/* $NetBSD: memset.S,v 1.2 2017/08/29 15:00:23 ryo Exp $ */
/*-
* Copyright (c) 2014 The NetBSD Foundation, Inc.
* All rights reserved.
*
* This code is derived from software contributed to The NetBSD Foundation
* by Matt Thomas of 3am Software Foundry.
*
* Redistribution and use in source and binary forms, with or without
* modification, are permitted provided that the following conditions
* are met:
* 1. Redistributions of source code must retain the above copyright
* notice, this list of conditions and the following disclaimer.
* 2. Redistributions in binary form must reproduce the above copyright
* notice, this list of conditions and the following disclaimer in the
* documentation and/or other materials provided with the distribution.
*
* THIS SOFTWARE IS PROVIDED BY THE NETBSD FOUNDATION, INC. AND CONTRIBUTORS
* ``AS IS'' AND ANY EXPRESS OR IMPLIED WARRANTIES, INCLUDING, BUT NOT LIMITED
* TO, THE IMPLIED WARRANTIES OF MERCHANTABILITY AND FITNESS FOR A PARTICULAR
* PURPOSE ARE DISCLAIMED. IN NO EVENT SHALL THE FOUNDATION OR CONTRIBUTORS
* BE LIABLE FOR ANY DIRECT, INDIRECT, INCIDENTAL, SPECIAL, EXEMPLARY, OR
* CONSEQUENTIAL DAMAGES (INCLUDING, BUT NOT LIMITED TO, PROCUREMENT OF
* SUBSTITUTE GOODS OR SERVICES; LOSS OF USE, DATA, OR PROFITS; OR BUSINESS
* INTERRUPTION) HOWEVER CAUSED AND ON ANY THEORY OF LIABILITY, WHETHER IN
* CONTRACT, STRICT LIABILITY, OR TORT (INCLUDING NEGLIGENCE OR OTHERWISE)

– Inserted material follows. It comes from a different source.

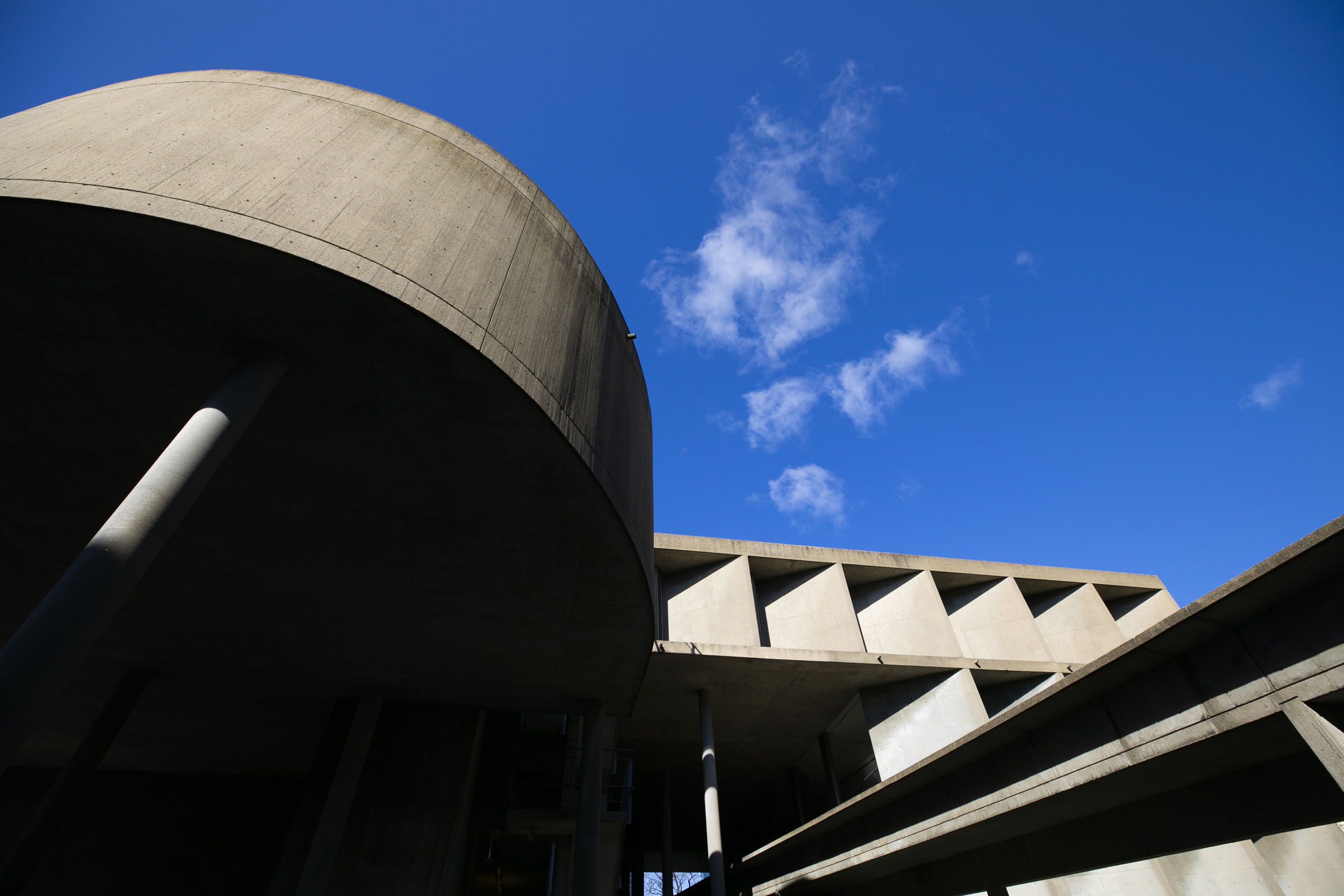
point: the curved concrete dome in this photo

* ARISING IN ANY WAY OUT OF THE USE OF THIS SOFTWARE, EVEN IF ADVISED OF THE
* POSSIBILITY OF SUCH DAMAGE.
*/
#include <machine/asm.h>
ENTRY(memset)
cbz x2, .Lret
mov x15, x0 /* working data pointer */
cbz x1, .Lzerofill
cbz x1, .Lfilled
/*
* Non zero fill, replicate to all 64 bits of x1.
*/
and x1, x1, #0xff
orr x1, x1, x1, lsl #8
orr x1, x1, x1, lsl #16
orr x1, x1, x1, lsl #32
.Lfilled:
cmp x2, #15 /* if it's small, ignore alignment */
b.ls .Llast_subqword
mov x6, x1
tst x15, #15
b.eq .Lqword_loop
/*
* We have at least 15 to copy which means we can get qword alignment
* without having to check the amount left.
*/
tbz x15, #0, .Lhword_aligned
strb w1, [x15], #1
.Lhword_aligned:
tbz x15, #1, .Lword_aligned
strh w1, [x15], #2
.Lword_aligned:
tbz x15, #2, .Ldword_aligned
str w1, [x15], #4
.Ldword_aligned:
tbz x15, #3, .Lqword_aligned
str x1, [x15], #8
/*
* Now we qword aligned. Figure how much we have to write to get here.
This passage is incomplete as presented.